Perhaps the most important thing to remember when intending to photograph the Northern Lights is that you will have to keep the camera as stable as possible. A tripod (or similar stabilising gadget) will achieve the best results but if you don’t have one to hand then improvise a little bit – rest your camera on a nearby fixed object such as a picnic table for instance. To minimise motion when taking the shot, use the self-timer function so the camera takes the photo without you having to press the shutter button. Better still, use a remote or cable release if you have one.
To effectively capture the brilliant colours of the aurora your camera will need to have a good, long look at the sky. This means that aperture will have to be wide open – as low as your f numbers go – and shutter speed will have to be slow – about 15 to 30 seconds should do the trick but increase or decrease if required.
You will also need to adjust your ISO settings. The more advanced your camera the higher your ISO can be set before the image becomes “noisy”. For most mid-range shoot-and-point digital cameras an ISO of between 400 and 800 should suffice, while more expensive cameras can be set to up to 1600 without too much loss of quality.
Remember to take your camera off auto-focus otherwise it will continually refocus as it scans the night sky for an object. Switch to manual and focus on a fixed object in the distance such as a mountain, tree tops or the moon.
Perhaps most importantly of all, don’t forget that experiencing the Northern Lights can be a once-in-a-lifetime opportunity, so don’t get too distracted with capturing a photograph and make sure to enjoy this spectacular light show with your own eyes!
Snow and ice
Using your camera’s auto setting when shooting a snowy scene can result in images that are either dark and dull or tinged blue, so to faithfully reproduce the crisp, white appearance of Iceland’s wintry vistas and glaciers you may have to make a couple of adjustments to your camera’s settings.
Firstly, a bright scene will cause your camera’s auto-exposure to overcompensate and make things appear darker than they actually are. To overcome this, while in auto mode, increase your EV (exposure value) settings by a value of 1.0 to 2.5. If your camera has an LCD screen, you will see the preview of the image brighten as you increase the exposure.
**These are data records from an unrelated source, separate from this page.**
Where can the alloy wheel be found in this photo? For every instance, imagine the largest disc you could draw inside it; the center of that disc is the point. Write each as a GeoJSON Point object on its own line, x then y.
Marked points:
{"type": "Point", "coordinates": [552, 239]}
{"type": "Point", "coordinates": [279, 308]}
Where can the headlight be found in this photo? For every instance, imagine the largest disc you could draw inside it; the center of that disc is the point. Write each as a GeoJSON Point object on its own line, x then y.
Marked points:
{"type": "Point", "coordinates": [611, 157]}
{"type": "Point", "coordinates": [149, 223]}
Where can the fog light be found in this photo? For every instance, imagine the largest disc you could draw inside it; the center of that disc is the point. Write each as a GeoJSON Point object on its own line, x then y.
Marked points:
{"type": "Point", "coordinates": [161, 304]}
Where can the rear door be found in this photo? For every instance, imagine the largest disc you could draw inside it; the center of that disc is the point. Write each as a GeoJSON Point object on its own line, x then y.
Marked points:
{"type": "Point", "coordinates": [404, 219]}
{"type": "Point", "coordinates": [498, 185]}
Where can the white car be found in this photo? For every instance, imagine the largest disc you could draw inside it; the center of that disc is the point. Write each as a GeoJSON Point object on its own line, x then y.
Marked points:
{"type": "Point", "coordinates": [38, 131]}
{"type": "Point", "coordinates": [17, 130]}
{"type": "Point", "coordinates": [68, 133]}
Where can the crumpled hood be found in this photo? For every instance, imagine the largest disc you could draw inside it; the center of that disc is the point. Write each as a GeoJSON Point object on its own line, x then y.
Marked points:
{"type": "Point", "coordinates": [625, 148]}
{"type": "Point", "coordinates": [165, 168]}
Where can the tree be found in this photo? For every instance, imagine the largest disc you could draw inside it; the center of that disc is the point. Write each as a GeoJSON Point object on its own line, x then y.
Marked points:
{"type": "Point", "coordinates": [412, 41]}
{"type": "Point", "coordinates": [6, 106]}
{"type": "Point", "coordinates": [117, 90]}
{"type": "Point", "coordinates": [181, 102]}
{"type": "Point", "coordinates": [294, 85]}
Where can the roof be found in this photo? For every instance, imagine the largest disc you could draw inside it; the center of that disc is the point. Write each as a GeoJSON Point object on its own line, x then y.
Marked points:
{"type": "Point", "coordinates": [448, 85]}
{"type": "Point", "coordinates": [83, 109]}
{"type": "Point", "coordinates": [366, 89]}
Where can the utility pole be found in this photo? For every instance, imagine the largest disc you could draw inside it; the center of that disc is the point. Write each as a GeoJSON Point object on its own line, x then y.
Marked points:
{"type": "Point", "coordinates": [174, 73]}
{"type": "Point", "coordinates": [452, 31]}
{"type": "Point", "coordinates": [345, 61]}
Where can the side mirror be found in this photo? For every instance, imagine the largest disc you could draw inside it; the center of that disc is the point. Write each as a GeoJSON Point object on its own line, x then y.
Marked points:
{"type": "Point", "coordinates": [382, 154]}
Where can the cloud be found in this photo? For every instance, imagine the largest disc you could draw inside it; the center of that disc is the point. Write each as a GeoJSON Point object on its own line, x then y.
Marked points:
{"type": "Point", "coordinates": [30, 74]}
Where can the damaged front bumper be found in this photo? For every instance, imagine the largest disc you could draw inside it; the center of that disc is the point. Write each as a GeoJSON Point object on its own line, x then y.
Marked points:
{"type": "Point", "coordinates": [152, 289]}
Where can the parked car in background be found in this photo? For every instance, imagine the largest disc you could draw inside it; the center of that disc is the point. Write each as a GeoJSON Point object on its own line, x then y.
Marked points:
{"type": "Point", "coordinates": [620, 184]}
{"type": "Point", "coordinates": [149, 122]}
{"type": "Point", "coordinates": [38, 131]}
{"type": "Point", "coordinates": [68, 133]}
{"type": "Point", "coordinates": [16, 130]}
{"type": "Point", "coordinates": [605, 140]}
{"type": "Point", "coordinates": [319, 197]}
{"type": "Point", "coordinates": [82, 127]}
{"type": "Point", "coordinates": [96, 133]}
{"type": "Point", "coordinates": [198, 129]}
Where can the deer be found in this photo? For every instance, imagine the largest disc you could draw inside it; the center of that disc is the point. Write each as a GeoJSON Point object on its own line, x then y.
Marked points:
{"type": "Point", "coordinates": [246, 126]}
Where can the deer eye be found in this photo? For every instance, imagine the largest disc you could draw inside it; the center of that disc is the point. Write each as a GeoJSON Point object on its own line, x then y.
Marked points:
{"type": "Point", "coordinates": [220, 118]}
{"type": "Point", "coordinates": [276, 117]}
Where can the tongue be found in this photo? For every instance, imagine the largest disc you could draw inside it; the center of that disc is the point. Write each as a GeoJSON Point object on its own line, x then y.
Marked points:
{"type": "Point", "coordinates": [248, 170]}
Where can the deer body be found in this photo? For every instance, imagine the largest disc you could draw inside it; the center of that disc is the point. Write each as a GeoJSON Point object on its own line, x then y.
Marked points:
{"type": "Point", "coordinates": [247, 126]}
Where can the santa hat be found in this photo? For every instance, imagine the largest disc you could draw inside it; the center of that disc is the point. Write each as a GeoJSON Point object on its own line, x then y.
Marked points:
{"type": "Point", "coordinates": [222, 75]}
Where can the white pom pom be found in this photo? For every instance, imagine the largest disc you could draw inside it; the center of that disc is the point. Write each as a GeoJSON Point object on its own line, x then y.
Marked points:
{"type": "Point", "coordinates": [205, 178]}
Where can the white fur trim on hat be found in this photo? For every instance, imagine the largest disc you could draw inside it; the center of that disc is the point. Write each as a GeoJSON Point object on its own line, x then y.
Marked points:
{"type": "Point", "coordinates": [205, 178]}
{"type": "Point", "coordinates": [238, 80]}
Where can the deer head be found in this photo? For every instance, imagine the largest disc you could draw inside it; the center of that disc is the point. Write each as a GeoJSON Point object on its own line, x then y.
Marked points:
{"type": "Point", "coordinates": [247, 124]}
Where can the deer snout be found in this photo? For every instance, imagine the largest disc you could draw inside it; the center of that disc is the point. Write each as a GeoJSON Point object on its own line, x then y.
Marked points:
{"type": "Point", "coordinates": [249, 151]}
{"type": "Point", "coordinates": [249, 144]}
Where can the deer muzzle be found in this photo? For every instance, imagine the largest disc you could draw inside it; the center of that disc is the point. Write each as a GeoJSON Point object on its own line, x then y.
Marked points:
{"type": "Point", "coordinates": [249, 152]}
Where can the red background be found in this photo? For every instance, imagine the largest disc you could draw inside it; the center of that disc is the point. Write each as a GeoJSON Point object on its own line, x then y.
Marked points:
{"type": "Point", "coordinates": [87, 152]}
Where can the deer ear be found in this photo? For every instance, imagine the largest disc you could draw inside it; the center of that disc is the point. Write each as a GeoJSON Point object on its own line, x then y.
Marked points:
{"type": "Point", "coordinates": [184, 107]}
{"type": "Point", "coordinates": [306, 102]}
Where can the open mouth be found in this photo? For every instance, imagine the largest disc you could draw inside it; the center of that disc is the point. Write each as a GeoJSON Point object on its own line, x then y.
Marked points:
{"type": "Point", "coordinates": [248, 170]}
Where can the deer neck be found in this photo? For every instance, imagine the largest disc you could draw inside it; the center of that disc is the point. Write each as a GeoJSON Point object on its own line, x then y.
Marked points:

Be careful not to increase exposure too much otherwise your photo will lack detail.
Alternatively, if you are using manual mode, increase the aperture by a couple of stops (remember, the smaller the f number, the more light your camera’s lens will let in) and/or try a slower shutter speed.
If the snow in your photos is appearing with a blue tinge then your white balance will most likely need adjusting. The easiest way to do this is to go into your white balance settings and switch it from ‘auto’ to ‘daylight’.
Remember that taking photos in cold conditions can also affect your camera’s performance and battery life so be careful not to leave it exposed to the elements for too long. You should also try to wrap up as warm as possible as it isn’t easy to stay still when standing in arctic conditions!